As far as possible the exam will happen during the scheduled hours. If you cannot attend at the scheduled time, perhaps due to exams on other courses, contact the examiner and we will try to find a solution. 

Written examination (TEN1; 4 credits, grading scale A-F)
Laboratory (LAB1; 2 credits, grading scale P/F).

Learning outcomes 1-3

(P) complete all labs and report and evaluate the results in a comprehensive way

Learning outcome 4

(Fx) almost fulfil the requirements for (E)

(E) asses how some of the image quality measures are affected by microscopy parameters, and choose suitable microscopy systems and parameters in some cases.

(D) fulfil the requirements for (E) and partly those for (C)
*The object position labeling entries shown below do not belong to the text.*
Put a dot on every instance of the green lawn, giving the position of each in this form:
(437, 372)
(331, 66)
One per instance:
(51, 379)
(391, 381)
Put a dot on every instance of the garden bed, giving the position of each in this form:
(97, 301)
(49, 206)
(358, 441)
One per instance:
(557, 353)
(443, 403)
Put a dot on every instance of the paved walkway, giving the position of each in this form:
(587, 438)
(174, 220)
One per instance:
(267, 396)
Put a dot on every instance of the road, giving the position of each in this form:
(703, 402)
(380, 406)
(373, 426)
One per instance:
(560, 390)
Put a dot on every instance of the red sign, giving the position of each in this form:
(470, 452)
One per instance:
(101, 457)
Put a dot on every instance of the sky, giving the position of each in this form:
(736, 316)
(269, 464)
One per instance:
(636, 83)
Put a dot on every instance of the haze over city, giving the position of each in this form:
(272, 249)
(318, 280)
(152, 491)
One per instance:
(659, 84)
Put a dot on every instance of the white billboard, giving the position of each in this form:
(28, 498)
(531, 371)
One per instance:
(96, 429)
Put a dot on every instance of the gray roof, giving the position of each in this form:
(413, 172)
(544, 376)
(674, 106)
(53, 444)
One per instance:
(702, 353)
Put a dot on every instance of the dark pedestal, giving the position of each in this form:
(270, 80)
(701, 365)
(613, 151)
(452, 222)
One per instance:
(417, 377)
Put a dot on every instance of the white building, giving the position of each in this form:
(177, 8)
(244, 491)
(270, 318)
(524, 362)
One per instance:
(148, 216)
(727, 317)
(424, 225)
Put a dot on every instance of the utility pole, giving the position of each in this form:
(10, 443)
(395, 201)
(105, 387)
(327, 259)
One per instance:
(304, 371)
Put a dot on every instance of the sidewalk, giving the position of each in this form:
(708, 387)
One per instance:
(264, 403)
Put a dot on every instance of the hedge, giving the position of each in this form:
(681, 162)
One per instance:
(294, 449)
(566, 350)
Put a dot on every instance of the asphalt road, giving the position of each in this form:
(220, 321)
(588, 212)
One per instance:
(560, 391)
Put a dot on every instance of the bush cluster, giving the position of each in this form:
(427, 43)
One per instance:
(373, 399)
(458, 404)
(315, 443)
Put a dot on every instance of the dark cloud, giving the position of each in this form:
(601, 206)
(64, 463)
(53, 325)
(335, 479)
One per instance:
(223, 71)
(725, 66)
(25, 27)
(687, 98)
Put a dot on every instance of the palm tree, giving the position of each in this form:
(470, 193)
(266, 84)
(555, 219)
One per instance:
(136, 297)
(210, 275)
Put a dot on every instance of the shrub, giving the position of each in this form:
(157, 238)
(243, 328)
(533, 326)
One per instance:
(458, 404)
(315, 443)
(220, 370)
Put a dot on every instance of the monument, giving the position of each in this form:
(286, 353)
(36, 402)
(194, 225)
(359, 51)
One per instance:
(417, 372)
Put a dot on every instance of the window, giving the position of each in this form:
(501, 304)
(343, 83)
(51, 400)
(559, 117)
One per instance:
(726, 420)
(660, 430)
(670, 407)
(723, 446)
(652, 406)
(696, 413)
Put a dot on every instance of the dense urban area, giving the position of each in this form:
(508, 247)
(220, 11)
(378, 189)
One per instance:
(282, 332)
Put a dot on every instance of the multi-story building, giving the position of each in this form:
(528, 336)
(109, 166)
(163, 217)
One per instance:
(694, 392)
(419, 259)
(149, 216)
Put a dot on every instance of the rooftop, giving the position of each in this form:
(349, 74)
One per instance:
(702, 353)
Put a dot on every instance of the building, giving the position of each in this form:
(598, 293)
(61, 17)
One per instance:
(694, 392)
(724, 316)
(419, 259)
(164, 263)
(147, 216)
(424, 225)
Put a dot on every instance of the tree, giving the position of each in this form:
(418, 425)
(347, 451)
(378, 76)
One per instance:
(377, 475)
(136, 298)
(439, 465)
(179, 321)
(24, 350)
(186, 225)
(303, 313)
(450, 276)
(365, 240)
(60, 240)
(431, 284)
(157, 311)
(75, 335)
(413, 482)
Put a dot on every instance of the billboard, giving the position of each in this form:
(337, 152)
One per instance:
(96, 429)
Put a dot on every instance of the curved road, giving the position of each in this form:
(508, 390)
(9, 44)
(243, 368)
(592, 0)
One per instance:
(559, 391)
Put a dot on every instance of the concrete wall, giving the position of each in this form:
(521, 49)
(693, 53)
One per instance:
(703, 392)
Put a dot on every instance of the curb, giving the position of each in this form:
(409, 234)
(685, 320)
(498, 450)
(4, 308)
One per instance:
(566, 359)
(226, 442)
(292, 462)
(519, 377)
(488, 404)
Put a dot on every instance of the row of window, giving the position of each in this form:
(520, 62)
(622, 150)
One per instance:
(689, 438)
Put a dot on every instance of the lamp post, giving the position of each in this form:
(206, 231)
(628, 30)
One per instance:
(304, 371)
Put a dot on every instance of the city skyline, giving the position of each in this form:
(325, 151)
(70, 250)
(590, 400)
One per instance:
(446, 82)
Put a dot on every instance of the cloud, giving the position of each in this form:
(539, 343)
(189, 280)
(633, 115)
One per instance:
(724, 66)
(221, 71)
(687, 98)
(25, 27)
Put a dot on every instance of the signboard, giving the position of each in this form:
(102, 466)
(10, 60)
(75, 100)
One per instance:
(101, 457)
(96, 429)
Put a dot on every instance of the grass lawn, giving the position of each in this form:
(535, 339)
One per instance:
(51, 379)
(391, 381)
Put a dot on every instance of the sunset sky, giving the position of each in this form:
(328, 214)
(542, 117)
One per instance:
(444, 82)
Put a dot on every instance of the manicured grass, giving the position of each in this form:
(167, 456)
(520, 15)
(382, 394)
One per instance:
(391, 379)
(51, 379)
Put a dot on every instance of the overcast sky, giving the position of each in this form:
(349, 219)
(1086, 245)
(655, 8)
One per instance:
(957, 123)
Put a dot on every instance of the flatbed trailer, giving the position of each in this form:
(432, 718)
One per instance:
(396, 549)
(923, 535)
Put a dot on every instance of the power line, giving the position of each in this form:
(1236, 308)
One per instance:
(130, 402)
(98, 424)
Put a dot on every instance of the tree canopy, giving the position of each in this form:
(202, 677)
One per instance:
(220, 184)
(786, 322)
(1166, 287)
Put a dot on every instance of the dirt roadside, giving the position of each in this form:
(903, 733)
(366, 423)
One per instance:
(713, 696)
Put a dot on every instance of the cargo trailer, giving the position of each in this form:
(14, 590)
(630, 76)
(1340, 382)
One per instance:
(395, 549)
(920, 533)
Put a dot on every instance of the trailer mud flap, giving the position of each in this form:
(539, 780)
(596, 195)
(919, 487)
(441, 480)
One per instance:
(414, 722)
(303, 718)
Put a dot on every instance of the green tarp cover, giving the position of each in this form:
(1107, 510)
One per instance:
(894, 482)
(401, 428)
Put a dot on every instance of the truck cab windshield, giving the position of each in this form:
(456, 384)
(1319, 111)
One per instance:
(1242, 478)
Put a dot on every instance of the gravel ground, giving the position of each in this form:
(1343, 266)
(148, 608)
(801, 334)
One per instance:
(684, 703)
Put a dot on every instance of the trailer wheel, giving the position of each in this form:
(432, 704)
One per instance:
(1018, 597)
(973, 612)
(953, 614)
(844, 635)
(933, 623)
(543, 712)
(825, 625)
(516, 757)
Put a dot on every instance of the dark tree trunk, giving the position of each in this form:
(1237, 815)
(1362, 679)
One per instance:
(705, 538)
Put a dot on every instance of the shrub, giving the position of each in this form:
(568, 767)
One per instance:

(C) asses how most of the image quality measures are affected by microscopy parameters, and choose suitable microscopy systems and parameters in most cases

(B) fulfil the requirements for (C) and partly those for (A)

(A) asses how the image quality measures are affected by microscopy parameters, and choose suitable microscopy systems and parameters

Yes

• All members of a group are responsible for the group's work.
• In any assessment, every student shall honestly disclose any help received and sources used.
• In an oral assessment, every student shall be able to present and answer questions about the entire assignment and solution.